With Cassandra 2.1 in beta we thought it would be useful to put the latest and upcoming features under the microscope and see what is prominent in the next version. There are several things we are really excited about, read on to find out more!

Some of the features below have been introduced between versions, where they are already in a release version we have marked them appropriately. We already covered lightweight transactions in a previous article so check that out.

 

Rapid Read Protection (introduced 2.0.2) is one of those features for me that when it is described you say to yourself ‘Doh, it makes so much sense why didn’t I think of that?’.

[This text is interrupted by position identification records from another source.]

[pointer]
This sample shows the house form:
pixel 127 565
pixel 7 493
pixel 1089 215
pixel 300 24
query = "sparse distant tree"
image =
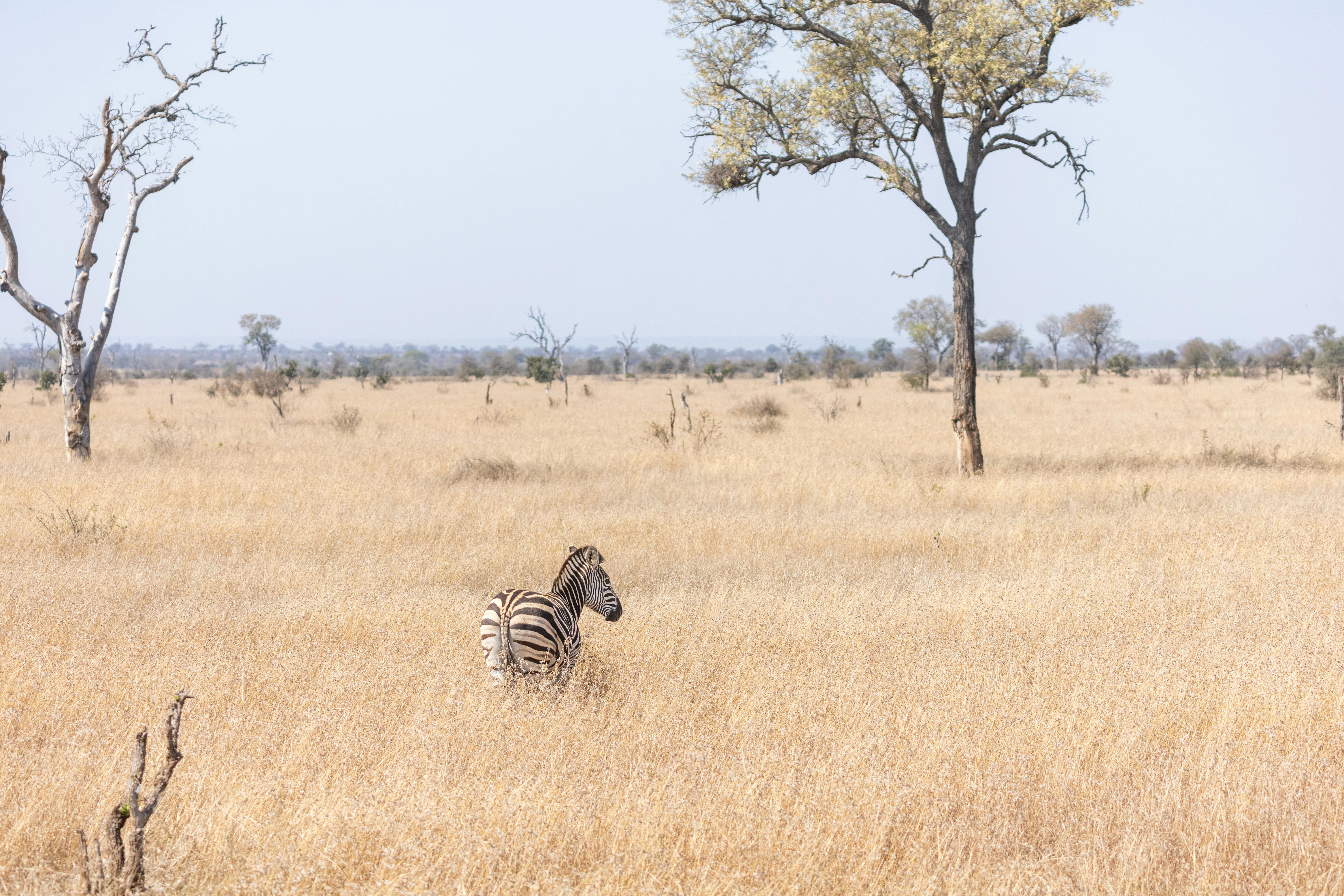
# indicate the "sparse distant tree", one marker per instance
pixel 260 332
pixel 1095 328
pixel 123 144
pixel 1195 355
pixel 552 347
pixel 1053 328
pixel 1023 349
pixel 928 323
pixel 881 84
pixel 627 342
pixel 40 346
pixel 1003 336
pixel 883 353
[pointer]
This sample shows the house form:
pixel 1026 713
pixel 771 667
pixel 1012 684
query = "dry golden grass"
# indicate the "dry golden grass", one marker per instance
pixel 1112 664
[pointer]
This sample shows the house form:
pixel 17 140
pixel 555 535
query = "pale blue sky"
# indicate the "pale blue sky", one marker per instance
pixel 424 172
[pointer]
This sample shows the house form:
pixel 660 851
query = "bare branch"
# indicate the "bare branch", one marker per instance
pixel 941 255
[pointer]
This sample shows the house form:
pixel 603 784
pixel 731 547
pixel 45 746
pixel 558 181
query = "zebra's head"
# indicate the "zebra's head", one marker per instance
pixel 584 568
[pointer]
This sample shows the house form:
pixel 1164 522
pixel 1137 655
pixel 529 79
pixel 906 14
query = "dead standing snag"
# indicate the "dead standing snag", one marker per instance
pixel 126 858
pixel 131 143
pixel 878 85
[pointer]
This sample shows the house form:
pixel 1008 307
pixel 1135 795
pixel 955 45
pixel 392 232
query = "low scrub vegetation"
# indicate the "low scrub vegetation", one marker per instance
pixel 1108 666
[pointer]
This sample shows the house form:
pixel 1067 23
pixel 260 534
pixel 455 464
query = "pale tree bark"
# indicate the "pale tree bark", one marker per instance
pixel 877 84
pixel 135 144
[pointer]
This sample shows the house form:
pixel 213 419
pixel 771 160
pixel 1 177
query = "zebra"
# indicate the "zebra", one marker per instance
pixel 540 633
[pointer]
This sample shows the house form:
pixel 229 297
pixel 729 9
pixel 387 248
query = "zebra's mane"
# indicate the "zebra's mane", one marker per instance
pixel 574 566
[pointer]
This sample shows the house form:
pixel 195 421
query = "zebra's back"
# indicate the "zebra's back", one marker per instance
pixel 529 631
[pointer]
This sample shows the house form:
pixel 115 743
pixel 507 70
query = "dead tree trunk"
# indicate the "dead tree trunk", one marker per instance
pixel 121 143
pixel 964 425
pixel 127 870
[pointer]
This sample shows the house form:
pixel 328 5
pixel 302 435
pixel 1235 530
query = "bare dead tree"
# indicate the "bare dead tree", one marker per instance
pixel 628 342
pixel 549 344
pixel 123 143
pixel 127 871
pixel 902 89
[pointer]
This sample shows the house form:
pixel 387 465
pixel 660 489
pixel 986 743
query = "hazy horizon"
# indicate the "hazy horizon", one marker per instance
pixel 419 170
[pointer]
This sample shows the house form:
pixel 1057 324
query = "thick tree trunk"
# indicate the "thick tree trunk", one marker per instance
pixel 74 391
pixel 970 457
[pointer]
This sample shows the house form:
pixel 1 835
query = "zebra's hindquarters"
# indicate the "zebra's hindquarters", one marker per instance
pixel 527 632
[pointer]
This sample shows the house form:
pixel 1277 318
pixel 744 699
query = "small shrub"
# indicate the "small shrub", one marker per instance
pixel 708 432
pixel 761 407
pixel 347 420
pixel 662 434
pixel 493 414
pixel 917 381
pixel 64 524
pixel 484 469
pixel 831 410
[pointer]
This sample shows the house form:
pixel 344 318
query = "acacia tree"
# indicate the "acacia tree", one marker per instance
pixel 628 342
pixel 1095 328
pixel 127 143
pixel 880 84
pixel 1004 338
pixel 1053 328
pixel 552 349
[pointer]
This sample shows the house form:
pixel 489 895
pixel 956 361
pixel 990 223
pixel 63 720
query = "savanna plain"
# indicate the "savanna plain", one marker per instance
pixel 1115 663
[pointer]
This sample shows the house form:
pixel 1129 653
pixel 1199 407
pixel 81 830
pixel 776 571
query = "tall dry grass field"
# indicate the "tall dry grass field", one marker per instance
pixel 1112 664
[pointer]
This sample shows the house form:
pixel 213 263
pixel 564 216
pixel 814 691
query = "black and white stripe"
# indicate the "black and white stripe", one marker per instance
pixel 540 633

Lets take a step back. Currently when I make a read request any node can act as coordinator (unless I am using a token aware client). As node states are exchanged in the cluster via gossip every second, there is a very good chance that the last known node state is valid. So given a replication factor of 3 for example, if the coordinator has a report via gossip that all nodes are up and it attempts to read from a single node it will usually get a response. However, if for some reason the node fails and the state changes during the request, the client will receive a timeout error. As in our case there are multiple replicas available which may still be able to satisfy the desired consistency level, why wouldn’t we try a different node for our data?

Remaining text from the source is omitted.